Prognosemärkte sind in Schwierigkeiten geraten.😳
Eine aktuelle Studie zeigt, dass es bei Polymarkets Bitcoin-Prognosemarkt möglicherweise eine manuelle Manipulation der Abrechnungspreise gegeben haben könnte. Das betrifft Beträge in Höhe von bis zu 8,2 Millionen US-Dollar und löst große Diskussionen aus.

Das Forschungsteam hat nach Analyse von über 60 Millionen Transaktionen festgestellt: In den letzten Sekunden vor dem Vertragsabschluss steigt das Volumen im Bitcoin-Spot-Handel plötzlich stark an, gefolgt von einem schnellen Preisrückgang. Das deutet darauf hin, dass jemand den Preis kurzfristig hochgezogen haben könnte, um das endgültige Abrechnungsergebnis zu beeinflussen.📊

Besonders auffällig: Diese Situation tritt vor allem dann auf, wenn der Ausgang der Abrechnung extrem knapp ist.

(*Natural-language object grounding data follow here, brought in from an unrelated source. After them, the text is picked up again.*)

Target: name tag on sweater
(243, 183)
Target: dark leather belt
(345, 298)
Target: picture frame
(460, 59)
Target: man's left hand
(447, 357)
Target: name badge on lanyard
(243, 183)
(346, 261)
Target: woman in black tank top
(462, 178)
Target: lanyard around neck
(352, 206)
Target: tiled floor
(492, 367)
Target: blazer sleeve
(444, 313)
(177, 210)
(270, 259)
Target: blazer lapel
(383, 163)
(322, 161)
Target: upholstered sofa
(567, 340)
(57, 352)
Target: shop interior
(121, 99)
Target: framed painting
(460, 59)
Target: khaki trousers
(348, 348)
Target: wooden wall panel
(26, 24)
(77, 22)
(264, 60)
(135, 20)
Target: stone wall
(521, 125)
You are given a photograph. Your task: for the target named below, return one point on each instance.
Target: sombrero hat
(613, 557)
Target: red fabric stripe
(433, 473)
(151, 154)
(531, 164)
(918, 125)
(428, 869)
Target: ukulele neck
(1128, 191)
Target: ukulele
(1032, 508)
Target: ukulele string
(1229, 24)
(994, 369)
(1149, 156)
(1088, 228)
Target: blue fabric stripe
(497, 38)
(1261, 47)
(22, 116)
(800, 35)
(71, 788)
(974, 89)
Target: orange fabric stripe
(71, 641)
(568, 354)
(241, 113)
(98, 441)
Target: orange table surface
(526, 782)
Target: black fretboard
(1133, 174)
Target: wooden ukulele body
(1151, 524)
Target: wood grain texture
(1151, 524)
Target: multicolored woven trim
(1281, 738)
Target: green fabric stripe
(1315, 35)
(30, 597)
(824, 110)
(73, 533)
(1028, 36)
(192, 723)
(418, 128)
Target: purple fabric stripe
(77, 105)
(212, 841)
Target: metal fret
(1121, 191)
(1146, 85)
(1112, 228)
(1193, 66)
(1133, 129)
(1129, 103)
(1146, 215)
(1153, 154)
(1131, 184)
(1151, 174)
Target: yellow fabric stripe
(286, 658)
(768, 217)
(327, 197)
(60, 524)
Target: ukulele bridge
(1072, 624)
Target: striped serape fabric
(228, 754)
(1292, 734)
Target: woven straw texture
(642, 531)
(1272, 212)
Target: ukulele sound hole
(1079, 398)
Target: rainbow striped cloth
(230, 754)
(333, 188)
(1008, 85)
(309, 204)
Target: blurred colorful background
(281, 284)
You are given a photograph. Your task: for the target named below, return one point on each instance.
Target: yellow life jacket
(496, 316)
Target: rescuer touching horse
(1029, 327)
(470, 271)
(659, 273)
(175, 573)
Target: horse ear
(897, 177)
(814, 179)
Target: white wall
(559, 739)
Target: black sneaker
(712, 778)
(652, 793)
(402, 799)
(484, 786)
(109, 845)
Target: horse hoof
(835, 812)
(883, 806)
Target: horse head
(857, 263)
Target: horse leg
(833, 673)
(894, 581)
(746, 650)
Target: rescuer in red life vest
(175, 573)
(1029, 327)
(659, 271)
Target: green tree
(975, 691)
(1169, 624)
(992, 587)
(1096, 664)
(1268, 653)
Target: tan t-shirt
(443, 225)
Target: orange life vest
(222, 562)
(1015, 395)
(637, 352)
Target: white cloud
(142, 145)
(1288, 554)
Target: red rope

Die Studie fand außerdem, dass nur etwa 800 Wallets aus diesen mutmaßlich anormalen Transaktionen Gewinne von über 8,2 Millionen US-Dollar erzielt haben – während viele gewöhnliche Trader paradoxerweise zu den größten Verlustbringern wurden.💸

Allerdings: Diese Studie weist derzeit nur auf auffällige Transaktionsmuster hin. Sie beweist weder direkt, dass Polymarket oder das Chainlink-System kompromittiert wurden, noch bestätigt sie, dass diese Transaktionen sich um illegale Manipulation handelt.

Für den gesamten Kryptomarkt ist das erneut eine Warnung:
Prognosemärkte entwickeln sich immer schneller – aber Marktregeln, Fairness und Regulierung stehen gleichzeitig vor immer größeren Herausforderungen.👀

Ob die Plattformen künftig Mechanismen zur Abrechnung anpassen und das Risikomanagement verstärken, sollte man weiter im Blick behalten.